3) Service Level Agreement (SLA) for Cloud Services

  1. Service Availability. Trapp will use commercially reasonable efforts to provide monthly availability of the Services of 99.99% (“Service Availability”). The Cloud Services will be “available” if available for access and use by Customer as set forth in the Agreement, the documentation, or any associated statements of work (if any). The Service Availability will be calculated as follows: total number of minutes that the Cloud Services are available in a calendar month DIVIDED BY the total number of minutes in that calendar month LESS Excluded Downtime (the “Uptime Percentage”).
  2. Service Credit. If the Uptime Percentage in any calendar month is less than 99.99%, Customer will be eligible for a service credit equal to 10% of your Cloud Services bill for the calendar month in which the Uptime Percentage drops below 99.99%.
  3. Excluded Downtime. The Cloud Services will not be deemed “unavailable” if such downtime is caused by one or more of the following: (i) maintenance, both scheduled and emergency (standard scheduled maintenance occurs every Tuesday from 8:00 p.m. to 5:00 a.m. Mountain Standard Time and on the third Saturday of each month from 8:00 p.m. to 5:00 a.m. Mountain Standard Time), a suspension, or termination of the Cloud Services; (ii) the failure of servers or services outside of a datacenter on which the Cloud Services are dependent, including, but not limited to, inaccessibility on the Internet that is not caused by our infrastructure or network providers; (iii) a force majeure event such as an act of God, act of war, act of terrorism, fire, governmental action, labor dispute, and any other circumstances or events not in our direct control; (iv) an attack on our infrastructure, including a denial of service attack or unauthorized access (i.e., hacking); (v) unavailability not reported by you in accordance with the reporting provisions below on or before the fifth (5th) day of the calendar month immediately following the calendar month in which the Uptime Percentage drops below 99.99%; (vi) your use of a separate Trapp service (other than Cloud Services) that is not subject to this SLA; (vii) unavailability that results from the failure of individual cloud servers and that is not attributable to an event causing unavailability to all clients using the Cloud Services; or (viii) unavailability that is caused by your breach of this Agreement (each, a “Downtime Exclusion”).

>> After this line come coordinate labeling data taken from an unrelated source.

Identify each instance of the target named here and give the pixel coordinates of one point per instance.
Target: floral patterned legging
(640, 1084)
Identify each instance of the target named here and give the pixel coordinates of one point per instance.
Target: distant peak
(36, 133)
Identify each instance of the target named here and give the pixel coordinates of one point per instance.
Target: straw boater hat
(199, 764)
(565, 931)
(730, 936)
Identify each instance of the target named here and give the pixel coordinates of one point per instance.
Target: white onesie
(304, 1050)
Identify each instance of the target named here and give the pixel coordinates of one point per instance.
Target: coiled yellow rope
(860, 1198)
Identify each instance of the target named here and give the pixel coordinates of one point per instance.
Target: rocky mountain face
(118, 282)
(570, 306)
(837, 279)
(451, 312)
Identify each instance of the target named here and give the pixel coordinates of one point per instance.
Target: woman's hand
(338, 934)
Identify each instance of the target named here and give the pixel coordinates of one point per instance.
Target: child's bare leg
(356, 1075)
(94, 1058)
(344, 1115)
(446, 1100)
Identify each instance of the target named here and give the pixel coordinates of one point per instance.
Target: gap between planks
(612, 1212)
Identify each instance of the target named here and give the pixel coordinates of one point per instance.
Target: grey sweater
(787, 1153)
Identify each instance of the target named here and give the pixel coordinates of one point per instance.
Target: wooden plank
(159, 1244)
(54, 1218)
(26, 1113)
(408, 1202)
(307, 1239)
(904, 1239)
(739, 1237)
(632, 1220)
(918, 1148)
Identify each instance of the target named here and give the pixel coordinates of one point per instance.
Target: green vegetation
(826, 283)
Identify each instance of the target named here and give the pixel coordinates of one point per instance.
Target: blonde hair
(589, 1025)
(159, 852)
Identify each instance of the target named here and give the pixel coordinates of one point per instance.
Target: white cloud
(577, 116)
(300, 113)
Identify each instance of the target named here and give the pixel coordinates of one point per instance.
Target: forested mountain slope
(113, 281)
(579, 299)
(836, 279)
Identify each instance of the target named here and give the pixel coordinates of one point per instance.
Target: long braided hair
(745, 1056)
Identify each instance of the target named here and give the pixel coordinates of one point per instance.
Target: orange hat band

  4. Service Credit Procedures. Trapp will determine, in its reasonable discretion, Customer’s eligibility for service credits and the amount of service credits awarded pursuant to this SLA. To be eligible for service credits, Customer must send Trapp a reasonably detailed, written request for service credits on or before the fifth (5th) day of the calendar month immediately following the calendar month in which your Uptime Percentage drops below 99.99%. To be deemed valid, your request must include (i) the dates and times of each period of Cloud Service unavailability upon which your request is based; (ii) the instance names of the affected cloud servers; and (iii) a description of any events from the Cloud Services portal that may have indicated a system-wide unavailability during the stated dates and times. If your Uptime Percentage is confirmed by Trapp to be less than 99.99% for the calendar month in question, we will issue a service credit during the billing cycle following the month in which Trapp determines that Customer is eligible for a service credit. All service credits will be applied to fees due from you to us for Cloud Services; Trapp will not pay any service credit to Customer as a refund. If Customer fail to provide a valid request as set forth herein, Customer will not be eligible for a service credit. Trapp’s calculation of Uptime Percentage and all service credits will be based on Trapp’s records and data.
  5. Sole and Exclusive Remedy. THE SERVICE CREDITS DESCRIBED IN THIS SLA (SECTION 7) ARE CUSTOMER’S SOLE AND EXCLUSIVE REMEDY FOR THE UNAVAILABILITY OF A CLOUD SERVER AND THE CORRESPONDING CLOUD SERVICES.